Now I want to ask you to help carry some of their burden again. But this time, my ask comes with a big goal in mind – Let’s raise enough to Bridge the Gap.  You see, Kevin does not have a short term disability plan, and should he have to stop working, they need to have 90 days worth of bills, expenses and insurance premiums paid. In addition, they have some significant needs right now:

• Rachel and Kevin’s mini-van, fully paid for but quite old with over 180k miles on it, is in need of major repairs.
• The child care that Rachel’s doctors have strongly encouraged her to enroll Jude and Evie in isn’t in the budget.
• And there are sure to be more financial needs in the future.

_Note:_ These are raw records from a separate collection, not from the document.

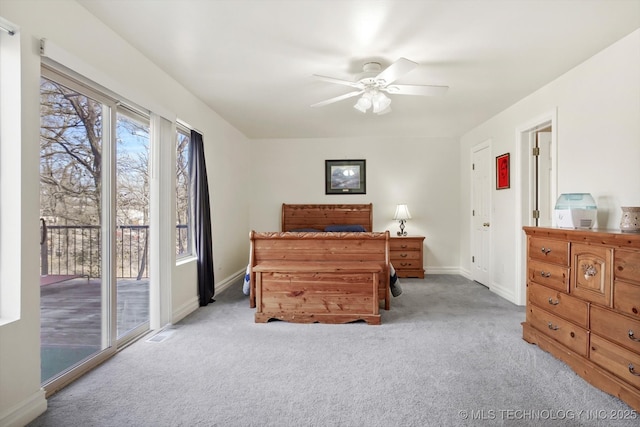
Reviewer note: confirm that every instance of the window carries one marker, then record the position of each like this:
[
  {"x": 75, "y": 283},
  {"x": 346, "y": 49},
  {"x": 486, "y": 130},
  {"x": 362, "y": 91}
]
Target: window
[{"x": 183, "y": 212}]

So here it is. Will you consider giving? Maybe you can’t give a lot at one time, but you can commit to a small monthly contribution.  There are several different ways you can contribute:

• From Your Bank: If you wish to have a monthly payment go to them, you can set up an auto-pay from your bank to Kevin Hill and have it mailed to their address 746 Pearce Street, Atlanta, GA 30310. Or you can make a one time payment via this method.
• From Your Credit Card: Or if you prefer you can make an electronic (credit or debit card) donation to their PayPal account http://hillfamilyfighters.weebly.com/bills–money.html. NOTE: Donation amounts are lessened due to the small administrative fee that PayPal charges.
• Tax Deductible: Or you can make a tax deductible contribution to their Helping Hands account. NOTE: donations to Rachel and Kevin are lessened due to the 8% administrative fee that Helping Hands charges. http://hillfamilyfighters.weebly.com/bills–money.html

In the near future, we will hold fundraising events such as an online auction, restaurant nights where a portion of that days’ sales are donated, etc. that you can participate in and invite your others to as well.   If you or someone you know is interested in helping us with any of these events, please let me know.

Thanks for reading. Thanks for considering giving. Thanks for praying. Your love, support and prayers are a huge part of what keeps Kevin, Rachel, and the rest of our family filled with HOPE.